A criança aponta a arma e dispara. Um tiro direto na cabeça de outra criança. Poderiam ser adolescentes e na maior parte das vezes são adolescentes que fazem isto. O choque inicial das outras crianças é grande, mas também grande é a apatia das mesmas. Quase como se seus corpos fossem inabitados por uma mente e por um alma (nefesh). Você assiste uma e mais uma e mais outra vez os vídeos estes assassinatos. Busca identificar um padrão, com uma boa e velha segurança cartesiana, nestes assassinatos. Perde seu sono, perde sua vida social, perde sua vida, porque seu objetivo é descobrir um padrão que leve a identificar uma causa clara para os motivos destes inúmeros assassinatos. Então, você descobre. Quase não acredita, mas é verdade. Você descobre um elemento que está presente em todos os vídeos dos assassinatos.
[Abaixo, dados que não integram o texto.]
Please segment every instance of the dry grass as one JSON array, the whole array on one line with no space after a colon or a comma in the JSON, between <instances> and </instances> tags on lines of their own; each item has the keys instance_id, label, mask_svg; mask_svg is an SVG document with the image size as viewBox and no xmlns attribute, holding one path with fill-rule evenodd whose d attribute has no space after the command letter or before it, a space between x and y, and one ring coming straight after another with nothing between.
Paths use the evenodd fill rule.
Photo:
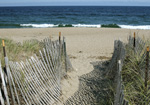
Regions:
<instances>
[{"instance_id":1,"label":"dry grass","mask_svg":"<svg viewBox=\"0 0 150 105\"><path fill-rule=\"evenodd\" d=\"M132 47L129 47L128 45L126 46L126 58L124 60L122 77L124 82L125 98L129 101L130 105L150 104L149 81L147 89L144 85L146 46L141 46L140 51L137 53L134 52Z\"/></svg>"},{"instance_id":2,"label":"dry grass","mask_svg":"<svg viewBox=\"0 0 150 105\"><path fill-rule=\"evenodd\" d=\"M42 49L40 42L37 40L24 41L23 43L16 43L10 39L5 40L6 55L10 61L24 61L33 54L38 54L39 50ZM2 39L0 39L2 42ZM0 59L4 66L4 53L2 44L0 44Z\"/></svg>"}]
</instances>

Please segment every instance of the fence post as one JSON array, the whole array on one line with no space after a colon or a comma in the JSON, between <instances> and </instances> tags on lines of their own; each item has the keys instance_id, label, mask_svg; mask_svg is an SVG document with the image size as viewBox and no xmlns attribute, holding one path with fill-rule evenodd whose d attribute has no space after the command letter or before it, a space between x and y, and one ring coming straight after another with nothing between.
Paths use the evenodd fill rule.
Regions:
<instances>
[{"instance_id":1,"label":"fence post","mask_svg":"<svg viewBox=\"0 0 150 105\"><path fill-rule=\"evenodd\" d=\"M3 45L4 57L6 57L6 51L5 51L5 42L4 42L4 40L2 40L2 45Z\"/></svg>"},{"instance_id":2,"label":"fence post","mask_svg":"<svg viewBox=\"0 0 150 105\"><path fill-rule=\"evenodd\" d=\"M136 39L135 39L135 32L134 32L134 42L133 42L133 47L135 48L135 41L136 41Z\"/></svg>"},{"instance_id":3,"label":"fence post","mask_svg":"<svg viewBox=\"0 0 150 105\"><path fill-rule=\"evenodd\" d=\"M2 71L2 68L1 68L1 61L0 61L0 75L1 75L1 79L2 79L2 85L3 85L3 88L4 88L4 95L6 97L7 105L10 105L8 92L7 92L7 88L6 88L6 84L5 84L5 80L4 80L4 74L3 74L3 71Z\"/></svg>"},{"instance_id":4,"label":"fence post","mask_svg":"<svg viewBox=\"0 0 150 105\"><path fill-rule=\"evenodd\" d=\"M65 37L63 37L63 43L64 43L65 70L66 70L66 72L67 72L67 52L66 52L66 41L65 41Z\"/></svg>"},{"instance_id":5,"label":"fence post","mask_svg":"<svg viewBox=\"0 0 150 105\"><path fill-rule=\"evenodd\" d=\"M5 42L4 40L2 40L2 46L3 46L3 53L4 53L4 58L6 57L6 50L5 50ZM7 71L6 71L6 65L4 67L4 78L5 78L5 82L7 84Z\"/></svg>"},{"instance_id":6,"label":"fence post","mask_svg":"<svg viewBox=\"0 0 150 105\"><path fill-rule=\"evenodd\" d=\"M121 69L122 69L122 65L121 65L121 60L118 60L118 75L117 75L117 87L116 87L116 94L115 94L115 102L114 105L119 105L119 100L120 100L120 93L121 93Z\"/></svg>"},{"instance_id":7,"label":"fence post","mask_svg":"<svg viewBox=\"0 0 150 105\"><path fill-rule=\"evenodd\" d=\"M59 44L61 44L61 32L59 32Z\"/></svg>"},{"instance_id":8,"label":"fence post","mask_svg":"<svg viewBox=\"0 0 150 105\"><path fill-rule=\"evenodd\" d=\"M147 90L148 69L149 69L149 46L147 46L147 52L146 52L145 90Z\"/></svg>"},{"instance_id":9,"label":"fence post","mask_svg":"<svg viewBox=\"0 0 150 105\"><path fill-rule=\"evenodd\" d=\"M6 57L6 50L5 50L5 42L4 40L2 40L2 44L3 44L3 52L4 52L4 60L5 60L5 72L7 74L8 78L8 82L9 82L9 89L10 89L10 93L11 93L11 99L12 99L12 105L15 105L15 97L14 97L14 92L13 92L13 88L12 88L12 84L11 84L11 79L10 79L10 69L9 69L9 65L8 65L8 58Z\"/></svg>"},{"instance_id":10,"label":"fence post","mask_svg":"<svg viewBox=\"0 0 150 105\"><path fill-rule=\"evenodd\" d=\"M61 48L62 48L62 45L61 45L61 32L59 32L59 54L60 54L60 57L62 57L61 56L61 54L62 54Z\"/></svg>"}]
</instances>

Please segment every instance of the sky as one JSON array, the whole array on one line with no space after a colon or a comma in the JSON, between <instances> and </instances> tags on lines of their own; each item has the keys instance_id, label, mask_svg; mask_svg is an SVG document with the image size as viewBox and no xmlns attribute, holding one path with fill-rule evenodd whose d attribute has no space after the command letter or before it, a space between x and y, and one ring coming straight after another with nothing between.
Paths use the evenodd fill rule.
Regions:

E esse elemento, esse padrão, se chama John Constantine.
“Atire” foi uma história em quadrinhos escrita por Warren Ellis com arte por Phil Jimenez e Andy Lanning engavetada pelo então Editor Chefe da DC Comics, Paul Levitz com a “desculpa” que a HQ chocaria as pessoas nos EUA por um motivo: envolvia a morte de adolescentes por adolescentes numa escola dos EUA. A HQ seria lançada numa coincidência macabra após o Massacre de Columbine, uma tragédia que ficou mundialmente conhecida por causa do documentário de Michael Moore, intitulado “Tiros em Columbine”. Neste documentário (fabuloso e ganhador do Oscar), Michael Moore nos apresenta a tragédia de Columbine, mas vai fundo nas causas sociais desta tragédia, fugindo do maniqueísmo rasteiro que a mídia estadunidense buscou apresentar. E o que ele revelou foi uma cultura individualista impregnada de desigualdade e laboratório de ódio habilmente manipulada pela indústria da morte (industria bélica e sua Associação Nacional do Rifle).
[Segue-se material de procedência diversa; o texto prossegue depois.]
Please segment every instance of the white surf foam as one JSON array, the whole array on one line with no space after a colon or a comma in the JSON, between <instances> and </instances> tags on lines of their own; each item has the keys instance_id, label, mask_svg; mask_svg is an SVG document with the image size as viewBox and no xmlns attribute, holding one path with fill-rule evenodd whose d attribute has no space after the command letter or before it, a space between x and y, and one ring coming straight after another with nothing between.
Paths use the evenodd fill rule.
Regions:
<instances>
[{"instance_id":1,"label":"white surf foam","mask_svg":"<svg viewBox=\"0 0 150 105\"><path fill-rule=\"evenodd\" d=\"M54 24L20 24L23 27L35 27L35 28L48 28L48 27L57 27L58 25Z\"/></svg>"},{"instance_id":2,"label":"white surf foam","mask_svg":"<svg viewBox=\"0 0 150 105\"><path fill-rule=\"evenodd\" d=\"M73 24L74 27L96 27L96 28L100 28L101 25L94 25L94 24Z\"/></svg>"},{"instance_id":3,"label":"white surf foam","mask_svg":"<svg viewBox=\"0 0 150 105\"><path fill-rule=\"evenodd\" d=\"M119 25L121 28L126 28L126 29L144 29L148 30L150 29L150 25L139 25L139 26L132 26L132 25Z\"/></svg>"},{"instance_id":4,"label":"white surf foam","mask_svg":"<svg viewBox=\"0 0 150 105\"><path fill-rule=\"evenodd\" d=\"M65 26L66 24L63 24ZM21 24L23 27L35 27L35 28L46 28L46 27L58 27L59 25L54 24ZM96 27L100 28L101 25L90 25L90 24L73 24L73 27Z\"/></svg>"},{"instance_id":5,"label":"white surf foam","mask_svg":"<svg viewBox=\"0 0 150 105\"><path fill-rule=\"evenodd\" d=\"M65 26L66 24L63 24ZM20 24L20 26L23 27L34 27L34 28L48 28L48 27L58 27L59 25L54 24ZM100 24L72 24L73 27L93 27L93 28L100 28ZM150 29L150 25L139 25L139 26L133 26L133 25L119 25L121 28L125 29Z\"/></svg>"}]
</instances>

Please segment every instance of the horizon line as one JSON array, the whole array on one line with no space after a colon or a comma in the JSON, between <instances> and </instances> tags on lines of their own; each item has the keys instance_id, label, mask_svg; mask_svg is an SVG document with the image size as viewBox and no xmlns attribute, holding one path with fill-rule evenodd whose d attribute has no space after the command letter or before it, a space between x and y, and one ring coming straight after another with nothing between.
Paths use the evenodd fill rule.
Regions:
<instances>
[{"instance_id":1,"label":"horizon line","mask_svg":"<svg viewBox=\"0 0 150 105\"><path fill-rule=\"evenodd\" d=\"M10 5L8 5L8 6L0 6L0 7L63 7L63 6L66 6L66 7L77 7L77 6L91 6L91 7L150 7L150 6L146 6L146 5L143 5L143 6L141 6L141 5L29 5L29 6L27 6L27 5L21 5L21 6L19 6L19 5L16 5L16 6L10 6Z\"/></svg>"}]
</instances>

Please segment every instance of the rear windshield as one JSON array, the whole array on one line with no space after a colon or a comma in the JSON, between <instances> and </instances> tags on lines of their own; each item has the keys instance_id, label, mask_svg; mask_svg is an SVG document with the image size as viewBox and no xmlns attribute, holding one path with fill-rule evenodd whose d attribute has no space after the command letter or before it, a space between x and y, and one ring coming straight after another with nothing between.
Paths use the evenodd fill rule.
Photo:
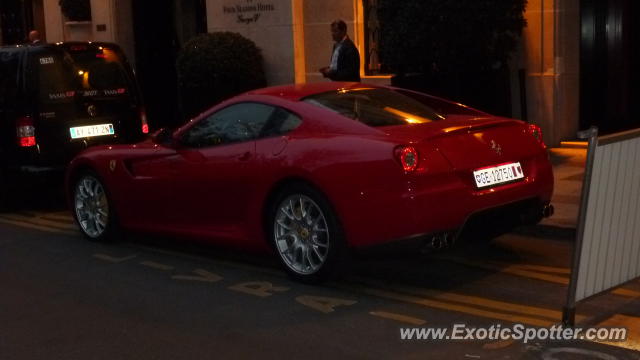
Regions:
<instances>
[{"instance_id":1,"label":"rear windshield","mask_svg":"<svg viewBox=\"0 0 640 360\"><path fill-rule=\"evenodd\" d=\"M106 46L72 45L75 75L82 96L122 96L129 92L127 71L120 53Z\"/></svg>"},{"instance_id":2,"label":"rear windshield","mask_svg":"<svg viewBox=\"0 0 640 360\"><path fill-rule=\"evenodd\" d=\"M34 72L34 80L40 101L73 101L77 85L73 60L69 54L58 50L38 51L32 57L31 66L38 69Z\"/></svg>"},{"instance_id":3,"label":"rear windshield","mask_svg":"<svg viewBox=\"0 0 640 360\"><path fill-rule=\"evenodd\" d=\"M332 91L306 97L304 101L374 127L444 119L431 107L388 89Z\"/></svg>"}]
</instances>

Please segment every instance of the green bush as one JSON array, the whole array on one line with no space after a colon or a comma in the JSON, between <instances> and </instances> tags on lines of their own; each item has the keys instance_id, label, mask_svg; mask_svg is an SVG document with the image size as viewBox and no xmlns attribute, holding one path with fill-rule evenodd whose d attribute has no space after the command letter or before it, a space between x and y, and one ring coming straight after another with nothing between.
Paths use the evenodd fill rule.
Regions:
<instances>
[{"instance_id":1,"label":"green bush","mask_svg":"<svg viewBox=\"0 0 640 360\"><path fill-rule=\"evenodd\" d=\"M91 20L91 3L89 0L60 0L60 10L69 21Z\"/></svg>"},{"instance_id":2,"label":"green bush","mask_svg":"<svg viewBox=\"0 0 640 360\"><path fill-rule=\"evenodd\" d=\"M212 105L266 86L262 51L238 33L201 34L177 61L183 113L193 117Z\"/></svg>"}]
</instances>

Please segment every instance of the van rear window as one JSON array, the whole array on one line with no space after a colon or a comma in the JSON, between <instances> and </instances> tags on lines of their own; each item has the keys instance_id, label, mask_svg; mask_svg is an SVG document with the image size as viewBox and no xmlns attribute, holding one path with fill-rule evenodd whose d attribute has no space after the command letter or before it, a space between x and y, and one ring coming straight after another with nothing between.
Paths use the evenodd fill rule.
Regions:
<instances>
[{"instance_id":1,"label":"van rear window","mask_svg":"<svg viewBox=\"0 0 640 360\"><path fill-rule=\"evenodd\" d=\"M130 83L118 52L108 47L71 47L80 96L122 96Z\"/></svg>"},{"instance_id":2,"label":"van rear window","mask_svg":"<svg viewBox=\"0 0 640 360\"><path fill-rule=\"evenodd\" d=\"M64 52L40 52L33 57L32 66L40 100L45 103L73 101L76 83L73 61Z\"/></svg>"}]
</instances>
Em “Atire”, Warren Ellis nos apresenta esse mesmo quadro, mas com uma ênfase mais psicológica. Atire! É a palavra na boca de quem vai morrer. É quase um pedido. Afinal, John Constantine revela à protagonista (que trabalha no Senado dos EUA, nada melhor pra representar a distancia entre @s representantes e @s representados) que a causa que ela tanto buscava estava a sua frente e o tempo todo: a desesperança das crianças e jovens.
Constantine funciona como a dose cavalar de realidade, revelando uma verdadeira “crônica de uma morte anunciada”. Ou várias.
A Panini Brasil publicou nas bancas e livrarias “Atire” no volume Vertigo Especial. R$ 19,90. Vale muito a pena ter em mãos essa HQ. E como diz John Constantine:
“Olhe para os lábios do garoto (…) veja.”